CT - Computed Tomography - Lower Limb

CT Lower Limb Angiography (CTA)

While conventional catheter angiography has been available for many years for diagnosing and characterising peripheral arterial disease, the recent introduction of multi slice CT scanning at St George's Radiology allows CT angiography to be performed following the injection of contrast into an arm vein.

Indications for investigation include:

  • Intermittent claudication (calf, thigh or buttock).
  • Rest pain in lower limbs.
  • • Arterial ulceration (ankles or feet).

Angiography techniques have improved but catheterisation of the abdominal aorta is still required, usually via one of the femoral arteries.

The CT procedure required to see arteries from the mid abdomen to the ankles takes approximately 40 seconds. Patients spend only 10 minutes on the CT scanner. Post processing of data is then performed on a work station.

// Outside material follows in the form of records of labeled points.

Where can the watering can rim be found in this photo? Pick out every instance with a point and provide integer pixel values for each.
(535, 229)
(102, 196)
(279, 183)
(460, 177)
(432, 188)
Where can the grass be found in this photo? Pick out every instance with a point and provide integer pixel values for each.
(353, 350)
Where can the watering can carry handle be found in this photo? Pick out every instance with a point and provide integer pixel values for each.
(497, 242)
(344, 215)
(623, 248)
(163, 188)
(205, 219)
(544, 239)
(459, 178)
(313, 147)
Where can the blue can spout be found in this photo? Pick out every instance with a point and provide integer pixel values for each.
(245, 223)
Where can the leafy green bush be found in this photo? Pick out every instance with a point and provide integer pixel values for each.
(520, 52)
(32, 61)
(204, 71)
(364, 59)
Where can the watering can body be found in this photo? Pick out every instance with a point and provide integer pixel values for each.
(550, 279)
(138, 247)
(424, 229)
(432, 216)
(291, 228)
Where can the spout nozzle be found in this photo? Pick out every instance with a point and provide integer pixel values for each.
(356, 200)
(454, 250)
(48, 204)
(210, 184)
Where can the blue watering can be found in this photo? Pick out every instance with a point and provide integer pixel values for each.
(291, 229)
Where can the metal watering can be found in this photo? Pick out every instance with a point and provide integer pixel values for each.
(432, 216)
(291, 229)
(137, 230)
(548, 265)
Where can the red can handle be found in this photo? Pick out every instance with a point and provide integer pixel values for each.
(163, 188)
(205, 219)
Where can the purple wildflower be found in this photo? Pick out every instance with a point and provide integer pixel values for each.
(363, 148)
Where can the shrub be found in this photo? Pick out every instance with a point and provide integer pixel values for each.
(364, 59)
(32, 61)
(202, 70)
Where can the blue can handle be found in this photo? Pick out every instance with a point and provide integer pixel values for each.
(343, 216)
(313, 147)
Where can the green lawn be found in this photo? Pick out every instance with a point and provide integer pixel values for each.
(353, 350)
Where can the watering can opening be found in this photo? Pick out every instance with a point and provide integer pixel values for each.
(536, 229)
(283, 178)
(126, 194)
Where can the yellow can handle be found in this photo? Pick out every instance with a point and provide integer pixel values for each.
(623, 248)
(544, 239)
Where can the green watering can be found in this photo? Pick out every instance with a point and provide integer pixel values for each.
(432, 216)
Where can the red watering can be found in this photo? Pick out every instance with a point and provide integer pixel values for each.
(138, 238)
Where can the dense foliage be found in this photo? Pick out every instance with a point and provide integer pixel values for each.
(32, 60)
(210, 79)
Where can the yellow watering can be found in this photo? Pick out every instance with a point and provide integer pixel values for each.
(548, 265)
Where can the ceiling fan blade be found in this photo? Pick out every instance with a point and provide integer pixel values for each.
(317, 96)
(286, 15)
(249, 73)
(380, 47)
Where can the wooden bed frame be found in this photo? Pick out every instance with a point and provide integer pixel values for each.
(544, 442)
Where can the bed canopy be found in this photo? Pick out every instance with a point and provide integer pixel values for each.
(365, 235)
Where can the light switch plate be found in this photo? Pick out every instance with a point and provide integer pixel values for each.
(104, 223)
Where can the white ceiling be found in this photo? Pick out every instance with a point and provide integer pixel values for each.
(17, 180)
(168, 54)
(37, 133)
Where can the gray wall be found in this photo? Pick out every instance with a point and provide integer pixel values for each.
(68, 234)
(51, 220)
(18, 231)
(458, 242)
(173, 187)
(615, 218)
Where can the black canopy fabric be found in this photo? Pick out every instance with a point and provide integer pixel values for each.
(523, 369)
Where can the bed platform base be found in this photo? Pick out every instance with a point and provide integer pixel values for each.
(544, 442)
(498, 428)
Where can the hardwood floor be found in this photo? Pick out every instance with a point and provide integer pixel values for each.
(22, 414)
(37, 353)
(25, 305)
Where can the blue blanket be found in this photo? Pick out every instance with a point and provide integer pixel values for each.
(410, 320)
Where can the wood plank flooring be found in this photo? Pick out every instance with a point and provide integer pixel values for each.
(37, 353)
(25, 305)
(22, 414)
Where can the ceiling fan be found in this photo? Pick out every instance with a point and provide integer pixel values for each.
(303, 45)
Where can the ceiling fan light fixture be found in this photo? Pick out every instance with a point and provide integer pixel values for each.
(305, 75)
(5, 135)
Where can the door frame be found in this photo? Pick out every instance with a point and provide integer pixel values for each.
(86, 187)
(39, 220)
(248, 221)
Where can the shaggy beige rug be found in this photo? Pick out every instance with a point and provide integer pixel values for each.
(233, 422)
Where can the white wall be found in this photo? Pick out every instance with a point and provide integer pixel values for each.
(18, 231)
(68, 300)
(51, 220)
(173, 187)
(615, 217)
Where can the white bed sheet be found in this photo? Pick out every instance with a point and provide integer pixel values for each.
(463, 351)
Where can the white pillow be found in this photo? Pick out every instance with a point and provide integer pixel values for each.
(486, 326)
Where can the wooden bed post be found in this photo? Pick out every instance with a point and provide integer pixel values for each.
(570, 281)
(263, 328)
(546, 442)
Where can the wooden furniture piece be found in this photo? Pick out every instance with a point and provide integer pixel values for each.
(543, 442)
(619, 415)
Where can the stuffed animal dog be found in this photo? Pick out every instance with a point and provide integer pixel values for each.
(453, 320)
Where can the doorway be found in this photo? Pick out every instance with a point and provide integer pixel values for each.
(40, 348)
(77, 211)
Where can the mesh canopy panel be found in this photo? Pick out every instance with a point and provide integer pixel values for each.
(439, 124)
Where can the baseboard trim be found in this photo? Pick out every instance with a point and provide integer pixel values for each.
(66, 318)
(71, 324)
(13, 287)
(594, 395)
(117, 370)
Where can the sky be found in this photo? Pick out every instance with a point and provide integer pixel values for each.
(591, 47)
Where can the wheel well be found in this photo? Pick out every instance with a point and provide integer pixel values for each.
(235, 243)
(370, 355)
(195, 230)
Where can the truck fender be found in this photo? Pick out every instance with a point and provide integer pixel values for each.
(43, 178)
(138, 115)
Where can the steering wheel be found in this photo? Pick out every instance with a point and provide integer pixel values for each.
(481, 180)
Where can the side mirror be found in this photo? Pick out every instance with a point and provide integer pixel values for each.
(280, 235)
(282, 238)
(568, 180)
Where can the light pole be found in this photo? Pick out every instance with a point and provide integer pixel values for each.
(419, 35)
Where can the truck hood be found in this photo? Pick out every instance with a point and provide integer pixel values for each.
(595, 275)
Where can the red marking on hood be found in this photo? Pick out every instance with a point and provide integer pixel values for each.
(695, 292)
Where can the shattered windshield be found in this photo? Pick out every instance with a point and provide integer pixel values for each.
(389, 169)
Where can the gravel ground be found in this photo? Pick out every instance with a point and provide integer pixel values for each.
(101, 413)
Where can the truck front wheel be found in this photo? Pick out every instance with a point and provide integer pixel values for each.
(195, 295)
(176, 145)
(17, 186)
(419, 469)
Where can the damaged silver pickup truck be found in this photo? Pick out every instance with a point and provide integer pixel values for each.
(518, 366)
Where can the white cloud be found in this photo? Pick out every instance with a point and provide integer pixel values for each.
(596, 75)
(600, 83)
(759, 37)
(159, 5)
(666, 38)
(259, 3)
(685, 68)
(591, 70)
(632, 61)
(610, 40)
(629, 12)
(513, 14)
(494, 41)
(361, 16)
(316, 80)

Although data is acquired in the axial plane as with standard CT, the final images look similar to conventional arteriograms.

Only patients requiring angioplasty or stenting need to proceed to standard arteriography.

Advantages of the new technique include:

  • Non invasive
  • Outpatient procedure
  • No need to stop anticoagulation prior to the examination
  • No bed rest necessary after the scan
  • Much faster

• Reduced cost compared with conventional angiography)

 These scans can be arranged following referral to a vascular surgeon.